Consulter le Classement mondial de la liberté de la presse 2014 sur rsf.org
Conflits armés, instabilité politique et sécurité nationale
Le classement 2014 souligne la corrélation négative entre les conflits armés et la liberté de l’information. En contexte d’instabilité, les médias constituent des objectifs et des cibles stratégiques pour les groupes ou individus qui tentent de contrôler l’information en violation des garanties apportées par les textes internationaux. La Syrie (177e) talonne le trio infernal en queue de classement. Près de 130 acteurs de l’information ont été tués dans l’exercice d’une mission d’information entre mars 2011 et décembre 2013. Ils représentent des cibles pour le gouvernement de Bachar Al-Assad comme pour les milices extrémistes rebelles. La crise syrienne apporte également son lot de répercussions dramatiques dans toute la région.
En Afrique, le Mali poursuit sa chute pour atteindre la 122ème place. Le conflit au nord du pays s’enlise et empêche une véritable reprise des médias. La République centrafricaine (109e) lui emboîte le pas en reculant de 43 places. En Égypte (159e), la destitution du président Morsi par l’armée conduite par Al-Sissi a libéré une partie des médias qui avaient été muselés par les Frères musulmans depuis leur accession au pouvoir, mais a aussi ouvert la chasse aux journalistes proches de la confrérie.
Loin de ces terrains de conflits, dans des pays qui se prévalent de l’État de droit, l’argument sécuritaire est utilisé abusivement pour restreindre la liberté de l’information. Invoqué trop facilement, la protection de la sécurité nationale empiète sur les acquis démocratiques. Aux États-Unis (46e, -13), la chasse aux sources et aux lanceurs d’alerte sonne comme un avertissement pour ceux qui chercheraient à révéler des informations d’intérêt général concernant les prérogatives régaliennes de la première puissance mondiale. Le Royaume-Uni (33e, -3), qui s’est illustré par ses pressions sur le Guardian, marche dans les pas des États-Unis.

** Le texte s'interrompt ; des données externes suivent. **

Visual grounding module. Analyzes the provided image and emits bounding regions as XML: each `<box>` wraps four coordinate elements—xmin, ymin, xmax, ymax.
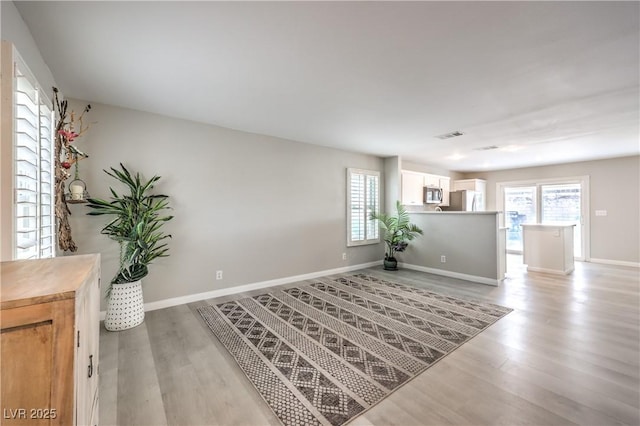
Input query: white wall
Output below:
<box><xmin>465</xmin><ymin>156</ymin><xmax>640</xmax><ymax>264</ymax></box>
<box><xmin>0</xmin><ymin>0</ymin><xmax>55</xmax><ymax>97</ymax></box>
<box><xmin>65</xmin><ymin>101</ymin><xmax>384</xmax><ymax>310</ymax></box>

Les exemples de “luttes contre le terrorisme” instrumentalisées par les gouvernements sont nombreux. En Turquie (154e), des dizaines de journalistes sont emprisonnés sous ce prétexte, notamment pour avoir couvert la question kurde. En Israël (96e), qui récupère une parties des places perdues lors de l’édition précédente en raison des conséquences de l’opération Pilier de Défense sur la liberté de l’information, l’impératif de l’intégrité du territoire étouffe régulièrement la liberté d’informer sur le conflit israélo-palestinien. Au Sri Lanka (165e, -2), l’armée fabrique l’actualité en écartant les versions trop éloignées de la vision officielle de la “pacification” des anciens bastions séparatistes tamouls.
Quelques évolutions marquantes
La République centrafricaine, théâtre d'un violent conflit, effectue la chute la plus drastique, soit une perte de 43 places à l’issue d’une année marquée par une violence extrême et des attaques et intimidations répétées contre les journalistes.

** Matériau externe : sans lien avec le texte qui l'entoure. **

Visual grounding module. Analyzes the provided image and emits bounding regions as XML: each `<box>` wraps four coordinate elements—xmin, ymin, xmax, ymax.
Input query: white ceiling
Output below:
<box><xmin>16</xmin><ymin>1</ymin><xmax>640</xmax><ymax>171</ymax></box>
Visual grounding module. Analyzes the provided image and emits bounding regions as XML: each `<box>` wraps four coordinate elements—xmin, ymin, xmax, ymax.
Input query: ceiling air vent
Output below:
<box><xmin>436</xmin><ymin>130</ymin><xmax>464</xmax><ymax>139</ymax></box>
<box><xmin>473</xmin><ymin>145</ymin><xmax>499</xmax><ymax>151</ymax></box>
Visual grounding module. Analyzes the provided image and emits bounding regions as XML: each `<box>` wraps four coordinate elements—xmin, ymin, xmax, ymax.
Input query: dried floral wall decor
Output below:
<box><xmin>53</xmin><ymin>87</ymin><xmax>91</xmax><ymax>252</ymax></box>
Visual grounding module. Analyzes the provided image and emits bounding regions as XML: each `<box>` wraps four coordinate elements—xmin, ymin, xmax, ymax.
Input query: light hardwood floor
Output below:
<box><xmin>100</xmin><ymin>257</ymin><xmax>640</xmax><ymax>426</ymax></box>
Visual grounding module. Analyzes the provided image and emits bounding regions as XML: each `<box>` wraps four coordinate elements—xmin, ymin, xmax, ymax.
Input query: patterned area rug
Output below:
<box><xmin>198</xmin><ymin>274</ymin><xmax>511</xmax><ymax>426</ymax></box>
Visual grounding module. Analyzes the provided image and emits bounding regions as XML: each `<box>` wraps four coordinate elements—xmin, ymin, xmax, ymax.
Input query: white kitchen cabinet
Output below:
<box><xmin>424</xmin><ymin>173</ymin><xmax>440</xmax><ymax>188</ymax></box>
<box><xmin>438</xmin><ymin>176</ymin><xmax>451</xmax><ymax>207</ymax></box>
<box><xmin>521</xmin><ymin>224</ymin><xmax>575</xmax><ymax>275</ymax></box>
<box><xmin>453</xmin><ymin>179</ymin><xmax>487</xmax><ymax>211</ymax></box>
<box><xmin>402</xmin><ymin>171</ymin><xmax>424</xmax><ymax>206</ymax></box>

Outre la chute de treize places opérée par les États-Unis (46e, -13), la chute vertigineuse du Guatemala (125e, -29) est due à une nette aggravation de la situation sécuritaire des journalistes, marquée par le doublement du nombre d'agressions par rapport à l'année précédente et quatre assassinats.
Au Kenya (90e, -18), la réponse autoritaire très critiquée des autorités à la couverture médiatique de l'attentat de Westgate s'ajoute à des initiatives parlementaires dangereuses pour les médias. Le Tchad (139e), qui s’est distingué en 2013 par des arrestations et poursuites abusives de journalistes, perd 17 places.

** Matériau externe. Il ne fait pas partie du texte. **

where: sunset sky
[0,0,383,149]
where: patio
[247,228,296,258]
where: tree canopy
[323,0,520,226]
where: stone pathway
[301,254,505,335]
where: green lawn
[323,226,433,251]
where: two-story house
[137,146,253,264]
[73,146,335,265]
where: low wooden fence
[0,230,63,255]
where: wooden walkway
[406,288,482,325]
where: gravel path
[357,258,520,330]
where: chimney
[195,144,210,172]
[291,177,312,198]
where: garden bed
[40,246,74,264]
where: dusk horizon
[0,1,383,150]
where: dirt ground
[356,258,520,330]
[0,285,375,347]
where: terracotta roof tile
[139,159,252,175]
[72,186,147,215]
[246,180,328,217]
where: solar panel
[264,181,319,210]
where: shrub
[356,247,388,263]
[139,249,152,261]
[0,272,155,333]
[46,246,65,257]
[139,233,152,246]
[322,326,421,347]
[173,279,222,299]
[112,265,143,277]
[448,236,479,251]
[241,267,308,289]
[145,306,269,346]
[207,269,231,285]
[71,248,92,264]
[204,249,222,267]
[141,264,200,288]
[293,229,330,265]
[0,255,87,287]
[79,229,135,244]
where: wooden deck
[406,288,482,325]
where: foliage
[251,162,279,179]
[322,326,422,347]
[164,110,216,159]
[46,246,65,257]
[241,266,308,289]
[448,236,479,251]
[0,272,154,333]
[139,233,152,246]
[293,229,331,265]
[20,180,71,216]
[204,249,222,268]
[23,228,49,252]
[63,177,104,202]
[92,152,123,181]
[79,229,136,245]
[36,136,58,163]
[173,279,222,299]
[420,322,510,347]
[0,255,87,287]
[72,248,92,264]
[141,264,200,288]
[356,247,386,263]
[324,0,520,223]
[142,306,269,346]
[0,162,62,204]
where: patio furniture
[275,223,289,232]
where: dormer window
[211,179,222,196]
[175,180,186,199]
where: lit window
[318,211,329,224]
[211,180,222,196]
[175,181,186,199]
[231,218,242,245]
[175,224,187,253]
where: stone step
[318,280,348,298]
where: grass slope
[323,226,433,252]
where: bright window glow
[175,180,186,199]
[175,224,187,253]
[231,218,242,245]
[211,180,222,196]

Affectée par la crise économique et les poussées de fièvre populiste, la Grèce (99e) cède 14 places.
Les violences, les cas de censure directe et les abus de procédures ont eu tendance à diminuer au Panama (87e, +25), en République Dominicaine (68e, +13) ou encore en Bolivie (94e, +16) et en Équateur (94e, +25). Dans ce dernier pays, le degré de polarisation n’en demeure pas moins très élevé et souvent préjudiciable au débat public.
L'année 2013 a été marquée par quelques évolutions législatives louables, comme en Afrique du Sud (42e, +11) où le Président a refusé de signer une loi jugée liberticide pour les médias.
Cette amélioration s’inscrit à contre-courant des autres pays qui se posent comme des modèles régionaux, contraints à la stagnation ou en régression.